I'd wager most blog posts about DevOps proclaim this same adage, in various contexts. Perhaps the frequency in which this directive is echoed is a signal for how extremely difficult it is to achieve. If there is one point of reflection to prioritize, above all others, I would say this is it.

It would be extremely difficult and irresponsible to prospectively say that there's "one weird trick" to breaking down silos for your specific challenges. To use my favorite phrase in consulting, the reality is, "it depends."

I will say, though that my experience as of late with the practices of DevOps, in all the forms that implement them, be it Site Reliability Engineering, Platform Engineering, Cloud Engineering, or any form of technology operations, is that we have a serious problem with silo building this subdiscipline.

The promise of DevOps was that we would bridge the chasm between getting production code out into the wild and actually generating it. My guess is many of our teams are working away in complete ignorance of the carefully crafted silo that they've inadvertently created for themselves.

This form of reflection takes the most honest scrutiny. Consider some prompts for reflection:

How aware is your DevOps team about another team's roadmap, OKRs, and development practices?

When was the last time you sat down and paired with an engineer on another team to help them debug an issue they've found in their code in a pre-production environment?

Do your senior, staff, and principal engineers on your DevOps teams attend stand ups, planning, and retros across the organization?

When was the last time you embedded one of your Cloud Engineers on a front end team?

As much as I hate to admit, this point of reflection is arguably the most negatively impacted by technology.
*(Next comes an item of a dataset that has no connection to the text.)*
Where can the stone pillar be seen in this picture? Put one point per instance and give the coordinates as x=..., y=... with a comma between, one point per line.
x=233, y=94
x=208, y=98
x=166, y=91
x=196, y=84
For all of the other points I've raised, the challenges they face are augmented and improved by thoughtfully applying technology to facilitate efficiency in enacting a practice.

This one, though, is driven by humans, and for humans. But, with all of these reflection points, the benefits of this investment are massive.

Another critical outage is absolutely on the horizon. Don't waste your time with schadenfreude. Reassess your DevOps practices and prepare for the coming storm. Even if your own outages pale in comparison to the impact of the Crowdstrike incident, that outage is the most important because it is yours. Plan accordingly.